One of the things I really like about her is how honest and straight forward she is with me. I wanted to use Implanon first. She explained the higher rate of side effects that she saw in her practice, but respected my choice to use Implanon. When I called a few weeks later because my 2nd period after placement never ended, her awesome staff had a prescription in for the pill in a few hours – with instructions on how many pills to take to try and stop the bleeding. She also said point-blank that if the BC pills didn’t stop the bleeding, I should think hard about another form of BC. I appreciated that. As a patient, I don’t always know what’s normal and what’s abnormal. Having her tell me that bleeding for that long and that hard was abnormal made it very easy for me to decide to switch BC methods.

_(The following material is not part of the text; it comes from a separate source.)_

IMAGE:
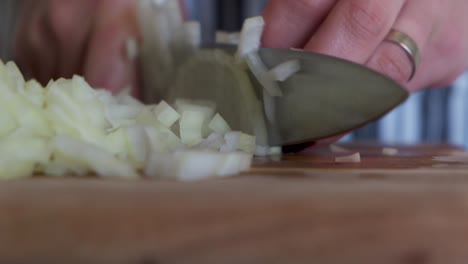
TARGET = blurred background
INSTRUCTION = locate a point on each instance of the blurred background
(436, 115)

I love my OB/GYN group! I’ve seen three of them because of a rather unlucky year but each of them was very nice and most importantly, competent!
I didn’t love my obgyn. Frankly he was a bit of an ass and didn’t have great bedside manners. But he didn’t infantilise me and he was competent about childbirth. He was just a bit of an idiot about something (and rubbed another of my specialists the wrong way – a specialist that I did have a bit of a crush on because he was such a great doctor). I’ve moved and have new specialists and seen a really good obgyn for some gyn issues here that was fantastic. So I do get it now and should have probably switched obgyns previously.
I sometimes think these crushes ( which I got one once too ) are a great reason to choose a female. I frankly don’t like feeling attracted to my doctor. Sort of makes me feel … pathetic?? Not saying anyone else is it’s just an emotion I prefer to avoid!
I haven’t had it with another doctor before or since, but this particular doctor was a big driver in getting good and thorough care for myself and my family after years of going nowhere and getting no answers and being told ‘it’s in your head’. So I’m a huge fan of someone that “saved” me for want of a better word. It wasn’t really a physical attraction as such, but I did feel a bit of a ‘crush’ in that idolising kind of way.